The proposed date is over a month after the 90-day period stipulated by the 2020 General Elections Postponement Law. This law had called for elections to be held before August 3. However, all political parties agreed to postpone the date due to the COVID-19 epidemic. Only the far-right coup leader, Fernando Camacho, rejected the new date for elections, saying that they should be held after the pandemic is controlled.
On June 1, the TSE reached a preliminary agreement with various presidential candidates to postpone the elections in order to ensure that the electoral body gets the necessary time to guarantee safe voting conditions.
Former Bolivian president Evo Morales of the Movement Towards Socialism (MAS) party welcomed the decision. “True to the sentiment of the Bolivian people, MAS always defended the right to life and health and the political right to choose legitimate rulers at the polls.
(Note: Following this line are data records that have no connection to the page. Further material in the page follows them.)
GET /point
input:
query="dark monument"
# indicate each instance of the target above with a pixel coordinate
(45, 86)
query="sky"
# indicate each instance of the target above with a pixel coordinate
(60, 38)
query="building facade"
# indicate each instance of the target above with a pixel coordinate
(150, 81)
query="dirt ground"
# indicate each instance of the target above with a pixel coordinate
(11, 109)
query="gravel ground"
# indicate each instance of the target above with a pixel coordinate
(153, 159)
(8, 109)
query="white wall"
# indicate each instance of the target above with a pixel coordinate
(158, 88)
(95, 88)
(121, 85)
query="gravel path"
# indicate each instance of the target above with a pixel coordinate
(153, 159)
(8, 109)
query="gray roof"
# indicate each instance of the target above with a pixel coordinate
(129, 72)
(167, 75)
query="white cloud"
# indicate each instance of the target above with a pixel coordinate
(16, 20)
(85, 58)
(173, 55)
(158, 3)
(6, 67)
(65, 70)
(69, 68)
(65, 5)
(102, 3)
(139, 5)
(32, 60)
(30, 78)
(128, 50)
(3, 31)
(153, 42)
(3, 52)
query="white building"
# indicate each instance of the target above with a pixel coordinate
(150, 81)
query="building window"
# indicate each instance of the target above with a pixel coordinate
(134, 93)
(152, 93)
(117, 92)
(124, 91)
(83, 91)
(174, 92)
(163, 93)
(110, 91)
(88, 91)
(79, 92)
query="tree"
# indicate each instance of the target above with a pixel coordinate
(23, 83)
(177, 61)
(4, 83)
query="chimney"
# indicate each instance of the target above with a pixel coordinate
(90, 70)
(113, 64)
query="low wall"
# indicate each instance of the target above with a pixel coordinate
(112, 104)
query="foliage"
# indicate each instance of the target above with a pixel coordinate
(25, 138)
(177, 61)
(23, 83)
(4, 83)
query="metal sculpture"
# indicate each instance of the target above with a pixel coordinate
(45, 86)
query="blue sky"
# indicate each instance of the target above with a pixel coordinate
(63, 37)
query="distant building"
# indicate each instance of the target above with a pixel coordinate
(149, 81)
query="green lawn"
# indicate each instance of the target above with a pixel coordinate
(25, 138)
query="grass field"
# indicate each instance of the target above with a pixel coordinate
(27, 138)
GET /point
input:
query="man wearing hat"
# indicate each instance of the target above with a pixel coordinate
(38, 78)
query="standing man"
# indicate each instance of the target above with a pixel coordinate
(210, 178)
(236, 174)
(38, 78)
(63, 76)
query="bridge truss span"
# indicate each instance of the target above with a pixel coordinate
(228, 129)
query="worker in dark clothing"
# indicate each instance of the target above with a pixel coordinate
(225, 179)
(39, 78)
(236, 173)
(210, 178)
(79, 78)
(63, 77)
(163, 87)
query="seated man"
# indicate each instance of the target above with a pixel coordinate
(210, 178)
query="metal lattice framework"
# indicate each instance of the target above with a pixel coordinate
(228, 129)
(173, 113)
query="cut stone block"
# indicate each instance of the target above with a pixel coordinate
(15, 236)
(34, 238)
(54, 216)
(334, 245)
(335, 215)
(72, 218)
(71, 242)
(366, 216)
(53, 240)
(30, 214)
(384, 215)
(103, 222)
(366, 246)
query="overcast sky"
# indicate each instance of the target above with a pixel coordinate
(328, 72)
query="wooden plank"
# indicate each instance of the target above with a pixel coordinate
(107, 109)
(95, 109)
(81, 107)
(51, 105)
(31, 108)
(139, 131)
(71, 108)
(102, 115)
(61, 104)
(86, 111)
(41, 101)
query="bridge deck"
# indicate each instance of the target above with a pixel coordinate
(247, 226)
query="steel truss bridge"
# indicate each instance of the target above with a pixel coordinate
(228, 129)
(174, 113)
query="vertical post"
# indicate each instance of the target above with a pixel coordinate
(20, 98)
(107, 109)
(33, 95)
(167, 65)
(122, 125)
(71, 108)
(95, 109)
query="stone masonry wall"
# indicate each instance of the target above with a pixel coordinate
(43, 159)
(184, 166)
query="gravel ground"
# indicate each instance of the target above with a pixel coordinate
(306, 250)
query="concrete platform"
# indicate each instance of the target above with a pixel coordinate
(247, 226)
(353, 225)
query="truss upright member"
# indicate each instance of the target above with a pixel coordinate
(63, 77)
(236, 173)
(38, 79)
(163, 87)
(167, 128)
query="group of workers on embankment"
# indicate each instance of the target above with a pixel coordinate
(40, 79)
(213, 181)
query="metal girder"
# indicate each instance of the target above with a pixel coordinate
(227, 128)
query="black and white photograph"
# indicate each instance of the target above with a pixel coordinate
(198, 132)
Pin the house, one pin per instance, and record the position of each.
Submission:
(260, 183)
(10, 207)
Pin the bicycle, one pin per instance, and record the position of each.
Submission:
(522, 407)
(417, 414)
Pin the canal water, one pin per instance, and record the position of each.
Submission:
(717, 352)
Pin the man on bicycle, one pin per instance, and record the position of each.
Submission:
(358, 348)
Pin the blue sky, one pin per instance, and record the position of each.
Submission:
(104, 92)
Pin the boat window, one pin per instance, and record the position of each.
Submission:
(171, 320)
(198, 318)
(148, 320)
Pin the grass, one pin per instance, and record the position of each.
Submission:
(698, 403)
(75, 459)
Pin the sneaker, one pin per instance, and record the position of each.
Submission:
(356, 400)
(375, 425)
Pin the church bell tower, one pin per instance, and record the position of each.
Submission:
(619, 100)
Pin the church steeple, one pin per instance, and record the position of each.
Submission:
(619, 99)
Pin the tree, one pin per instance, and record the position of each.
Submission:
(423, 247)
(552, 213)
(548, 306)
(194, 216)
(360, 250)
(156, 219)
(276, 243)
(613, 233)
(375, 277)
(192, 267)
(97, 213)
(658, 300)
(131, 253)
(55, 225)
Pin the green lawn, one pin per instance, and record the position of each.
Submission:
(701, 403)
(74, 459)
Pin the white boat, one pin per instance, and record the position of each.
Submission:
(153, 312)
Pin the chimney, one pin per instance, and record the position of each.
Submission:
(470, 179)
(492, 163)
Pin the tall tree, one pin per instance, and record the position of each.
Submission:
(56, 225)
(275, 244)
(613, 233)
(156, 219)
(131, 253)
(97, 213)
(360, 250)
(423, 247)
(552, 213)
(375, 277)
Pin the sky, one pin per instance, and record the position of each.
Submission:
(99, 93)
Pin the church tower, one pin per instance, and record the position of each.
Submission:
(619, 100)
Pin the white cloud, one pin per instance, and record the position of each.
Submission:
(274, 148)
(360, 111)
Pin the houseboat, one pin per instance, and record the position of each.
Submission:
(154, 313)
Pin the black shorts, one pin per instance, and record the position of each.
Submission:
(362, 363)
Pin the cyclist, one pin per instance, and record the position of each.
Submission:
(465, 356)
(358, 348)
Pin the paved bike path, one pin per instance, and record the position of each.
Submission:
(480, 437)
I welcome the agreement of candidates with the president of the Supreme Electoral Court,” tweeted Morales, who was overthrown in a coup in 2019.
In another tweet, Morales appealed to Bolivians to vote for the MAS presidential candidates and re-establish democracy in the country. “Finally, the date of the general elections was set for September 6. Luis Arce and David Choquehuanca are the candidates that will return the democratic spring to Bolivia,” he tweeted.
Opinion polls on voters intention, carried out in the first quarter of the year, showed that Luis Arce and his running mate David Choquehuanca of the MAS party were the preferred candidates in the general elections.
Throughout the second half of the last month, Bolivia witnessed a series of protests demanding the resignation of president Jeanine Áñez. Thousands of Bolivians opposed the government’s mismanagement of the health and economic emergency caused by the coronavirus pandemic and the involvement of its officials in corruption scandals.
Anez’s government came to power after the coup. Its rule has been characterized by the persecution of MAS members and their families and the pursuit of right-wing, neoliberal policies.